“I owe any and all success I’ve achieved to this project.”
The benefits of an everyday project go far and wide. You’ll improve your skills, sales, social following and client count–all in one. And it starts with a commitment to your creative path. If ten years seems ambitious-because it is–start with seven back-to-back days of drawing and see how you do. We were lucky enough to have S6 Artist, Chris Piascik write up how he pulled off ten years straight.
Chris Piascik accidentally fell into a career of illustration by starting with a daily drawing project 10 years ago. With his only goal being to draw every day, this project turned into illustration jobs within the year and by the end of his second year, he was a full-time freelancer. He has also published two books and is launching his Kickstarter for a third with plenty of the illustrations created from his everyday project.
Telling people makes you accountable to someone
For me, just the act of announcing that I was doing this project was very helpful. It made me feel accountable because I wasn’t the only one expecting these drawings.
Experimenting can lead to great work
Keep it interesting for yourself and constantly try new things. It also might lead you into new directions or possibilities in your work. I had a lot of fun experimenting with some simple animated GIFs. This lead to some cool projects working on social media campaigns for companies like McDonalds.
Bonus Tip: Embrace the absurd! If you have a ridiculous idea that doesn’t even make sense—go for it. You’d be surprised how many people share your weird sense of humor. Some of my most popular drawings have been the weirdest ones.
The more you do the easier it gets
This one seems obvious, but the more you have under your belt the more you want to keep going. It’s easy to quit after a handful, but once you’ve done 30 days in a row, it seems silly to just stop. In addition, you get used to doing it and it becomes part of your routine. Coming up with a new idea every day exercises that part of your brain and it starts to get stronger. Pushing through blocks gets easier and easier, until you’ve become a creative-idea-superhero!
Make idea lists
When you are trying to make something new everyday the hardest part is often coming up with ideas. Ideas usually come at random times, if I don’t write them down I quickly forget them. I keep a list of ideas that I can update from my phone or my computer. If I sit down to work on a new drawing and my mind is blank for ideas, I’ll check my list and I’m good to go.

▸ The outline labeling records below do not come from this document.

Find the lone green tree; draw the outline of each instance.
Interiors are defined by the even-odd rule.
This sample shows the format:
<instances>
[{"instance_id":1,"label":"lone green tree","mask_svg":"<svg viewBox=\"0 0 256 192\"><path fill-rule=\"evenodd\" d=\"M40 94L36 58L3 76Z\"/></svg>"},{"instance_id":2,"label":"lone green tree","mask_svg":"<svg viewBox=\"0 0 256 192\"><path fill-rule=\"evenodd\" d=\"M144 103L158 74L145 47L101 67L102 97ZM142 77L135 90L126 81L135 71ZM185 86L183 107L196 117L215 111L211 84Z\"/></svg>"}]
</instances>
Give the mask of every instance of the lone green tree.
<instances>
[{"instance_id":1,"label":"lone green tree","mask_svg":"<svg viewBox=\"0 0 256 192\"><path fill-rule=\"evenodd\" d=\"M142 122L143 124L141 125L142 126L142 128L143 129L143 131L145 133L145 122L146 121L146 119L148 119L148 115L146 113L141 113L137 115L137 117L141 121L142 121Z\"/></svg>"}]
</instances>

Develop a backlog of work to pull from
I’m bad at this one, but when you are committing to posting a new drawing each day it’s helpful to have some extras around ready to go if something comes up. Even loose sketches are helpful. If I’m not feeling well it’s nice to be able to just mindlessly tighten up a loose idea I’ve already started instead of starting from scratch.
Bonus tip: Another option is to revisit old drawings you’ve done. After you’ve been doing them for a while it’s cool to see how much better the new version turns out.
Invent on-going projects and series.
This one has been a big one for me. Having a series to work on really saves you from having to come up with completely new ideas. It also gives viewers something to look forward to as they follow along. A side benefit of a series is that it can attract new followers that may be interested in the content of the specific series. I’ve been into bicycles my whole life and as a result I’ve had a lot of bikes. I decided to do an illustration of every bike I’ve ever owned. The series got some attention from people in the bike industry which lead to a whole bunch of new projects!
When I started my daily drawing project over ten years ago I never could have imagined how far it would take me. I owe any and all success I’ve achieved to this project. I’m often asked if I’ll ever stop, and to be honest, I’m too scared to stop! I invite you to try it and see where you end up in a year!